The book took me on a journey, which was partially new to me and unraveled a world beyond the boundaries of South Asia. What is South Asia and what is ‘Another South Asia?’ The word ‘South Asia’ came into being after the Second World War. In the wake of the establishment of area studies in the United States, the ‘Asian continent’ as a space of study came into being. After the Second World War, it was found that there is not much knowledge about the region to deal with it’s economic, political and social issues. During the period of the 1940s – 1970’s, American State Department identified the region as South Asia. However, the word does not emerge within the region but imposed by various administrative bodies’ exogenesis to the region. The strong administrative boundaries created within the region have been naturalized creating a ‘modern myth’ through textbooks, legal documents, etc. The borders and boundaries along the nation-states render the region lifeless bunch of territories. The official idea of South Asia does not see that people share their grand mythologies, civilization, cultures, and languages. They also share the political ills and social evils, not only heroes and virtues. These boundaries are sites of interactions with wanderers, devotees, travelers and others. The making of the region as an administrative entity has de-historicized the region. The scholars who are blinded by the boundaries of nation-states limit their studies and intellectual imagination to the nation-states. The effort of the book Another South Asia problematizes these administrative boundaries, cartographic borders, and bureaucratic impediments. While editor of the book outlines the rationale to depart from the disciplinary limitations, Sasanka Perera argues in this essay that ‘a more dynamic sense of regionalism and regional consciousness must necessarily emanate from sources exterior to SAARC such as artists, writers, scholars and ordinary citizens’ (page 261). In the other significant essays we take note of the examples of poetic, literature, theater and practices of Sufis. The book brings together scholars from diverse background and conjures an idea of fluid region.

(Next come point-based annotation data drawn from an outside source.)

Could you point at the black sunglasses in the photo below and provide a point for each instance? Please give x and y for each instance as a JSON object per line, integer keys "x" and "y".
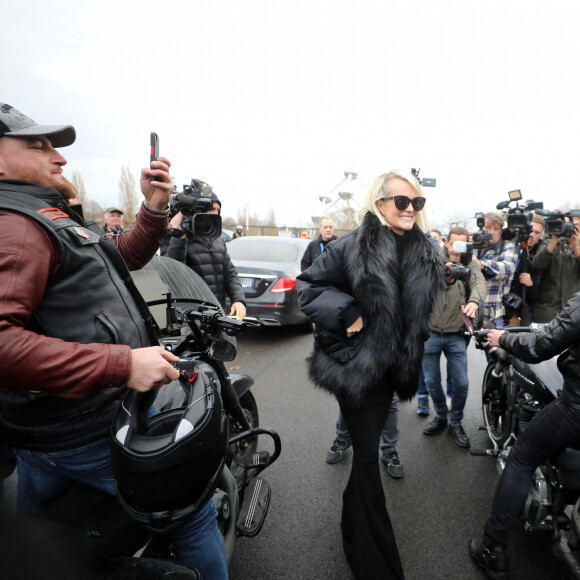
{"x": 402, "y": 202}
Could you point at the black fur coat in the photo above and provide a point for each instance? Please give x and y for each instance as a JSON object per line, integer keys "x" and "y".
{"x": 360, "y": 274}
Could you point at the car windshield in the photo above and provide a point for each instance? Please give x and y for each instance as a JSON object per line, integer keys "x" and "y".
{"x": 263, "y": 251}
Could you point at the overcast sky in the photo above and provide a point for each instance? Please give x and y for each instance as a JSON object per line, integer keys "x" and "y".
{"x": 271, "y": 101}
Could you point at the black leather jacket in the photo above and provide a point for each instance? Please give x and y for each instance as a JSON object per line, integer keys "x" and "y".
{"x": 560, "y": 336}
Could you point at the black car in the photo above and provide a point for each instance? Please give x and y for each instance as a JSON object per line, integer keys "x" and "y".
{"x": 267, "y": 267}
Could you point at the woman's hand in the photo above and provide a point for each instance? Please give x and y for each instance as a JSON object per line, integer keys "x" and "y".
{"x": 354, "y": 328}
{"x": 238, "y": 310}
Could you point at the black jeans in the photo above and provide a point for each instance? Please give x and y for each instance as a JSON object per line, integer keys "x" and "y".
{"x": 555, "y": 426}
{"x": 368, "y": 536}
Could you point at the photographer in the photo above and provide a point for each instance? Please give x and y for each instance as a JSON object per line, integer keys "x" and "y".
{"x": 498, "y": 262}
{"x": 526, "y": 283}
{"x": 555, "y": 426}
{"x": 317, "y": 246}
{"x": 73, "y": 334}
{"x": 207, "y": 256}
{"x": 558, "y": 261}
{"x": 446, "y": 324}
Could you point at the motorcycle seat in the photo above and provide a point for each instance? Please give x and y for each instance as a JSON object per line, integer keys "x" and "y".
{"x": 567, "y": 461}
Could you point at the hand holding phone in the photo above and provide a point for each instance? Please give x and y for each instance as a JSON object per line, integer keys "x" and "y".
{"x": 154, "y": 153}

This is not only about the good things that make South Asia. The book offers a view on shared cultures of the region as well as the conflicts and political struggles. And how these political struggles have become fertile ground for alternative art forms to emerge. With a holistic approach to the study of the region, by presenting the region not only through beautified cultures but also through the non-innocent politicized cultures the book creates a panorama view. This presents a region elevated from the existing imposed boundaries and reflects the networks which connect the region at many levels.
It is true that we should be exploring the shared experiences within the region as the book suggests. However at the same time, there are distinctions and differences in various parts of the region. The differences are revealed in modern politics, economic structures and law. This is precisely due to the distinctions and differences, there is a limit to explore the shared spheres. Under the modern state structure, every nation-state has its own economic and political structure and a legal system and is in an effort of creating ‘national identities.’ Under these circumstances, networks of people, intellectuals, artists and others become secondary. Although South Asia is a shared sphere of people’s experiences, we cannot forget the modern nation-state structures that constraints free mobility. These nation-state structures shape every aspect of people’s lives. It is our challenge to understand the shared spheres within the recently created nation-state boundaries. In such a situation, it is exciting and fulfilling to think of cultural-political South Asia.